Data shows that Africa is one of the few continents where remittance inflow has surpassed foreign aid and the Official Development Assistance (ODA), with remittances to Sub-Saharan Africa increasing 11.4 percent to reach $38 billion last year. Nigeria is the highest recipient of remittances at $21.9 billion, followed by Senegal and Ghana.
The average cost for money transfers in the region, though, stood at 9.07 percent in Q2 2018, compared to the global average of 6.99 percent in the same time frame.

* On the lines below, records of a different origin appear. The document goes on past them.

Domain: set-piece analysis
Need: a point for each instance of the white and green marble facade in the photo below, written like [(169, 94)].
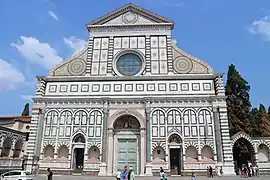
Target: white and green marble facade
[(178, 101)]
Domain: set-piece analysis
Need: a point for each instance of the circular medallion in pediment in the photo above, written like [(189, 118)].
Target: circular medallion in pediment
[(77, 67), (130, 18), (182, 65)]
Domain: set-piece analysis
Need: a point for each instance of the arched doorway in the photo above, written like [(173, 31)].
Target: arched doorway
[(78, 143), (243, 153), (176, 154), (126, 140)]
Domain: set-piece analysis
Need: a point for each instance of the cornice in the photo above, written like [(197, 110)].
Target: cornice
[(89, 100), (124, 78)]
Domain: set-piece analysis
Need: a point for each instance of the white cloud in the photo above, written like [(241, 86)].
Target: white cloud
[(27, 97), (53, 15), (38, 52), (261, 27), (10, 77), (75, 43)]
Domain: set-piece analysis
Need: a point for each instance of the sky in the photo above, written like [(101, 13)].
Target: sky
[(38, 34)]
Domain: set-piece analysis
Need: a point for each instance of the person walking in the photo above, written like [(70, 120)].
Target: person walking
[(124, 174), (131, 174), (211, 172), (50, 174), (118, 175)]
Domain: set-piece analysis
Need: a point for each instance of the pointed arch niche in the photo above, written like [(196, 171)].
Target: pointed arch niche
[(175, 154)]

A major issue is the exclusivity contracts in certain African countries.
In an effort to bring down those costs, Xpress Money has streamlined its efforts in the African market and partnered with major financial institutions (FIs) across the region, including Co-operative Bank in Kenya, DFCU Bank in Uganda, I&M Bank Rwanda, ADB Bank of Ghana, GAS in Ghana, UMB in Ghana, Zenith Bank in Ghana, FBNBank in Senegal and Real Transfer in Namibia. Its network now includes 7,500 agent locations, and the company expects to hit 10,000 by the end of 2019.
The company offers mobile wallet services across Kenya, Uganda, Tanzania, Ghana, Nigeria, the Democratic Republic of Congo, Burundi and Cameroon, and plans to add eight more countries over the next 15 months.
“I strongly believe that the future of remittances lies in embracing partnerships and collaborations that will help lower remittance costs and in reaching out to the ‘unbanked,’ thus, enabling the end customer,” said COO Sudhesh Giriyan of Xpress Money in a press release. “The success of digital remittances in Africa endorses the customer’s appetite for convenient money transfer methods. This puts the onus on global money transfer organizations, like Xpress Money, to make conscious efforts [toward] leveraging the right partnerships to build a formidable brand presence.”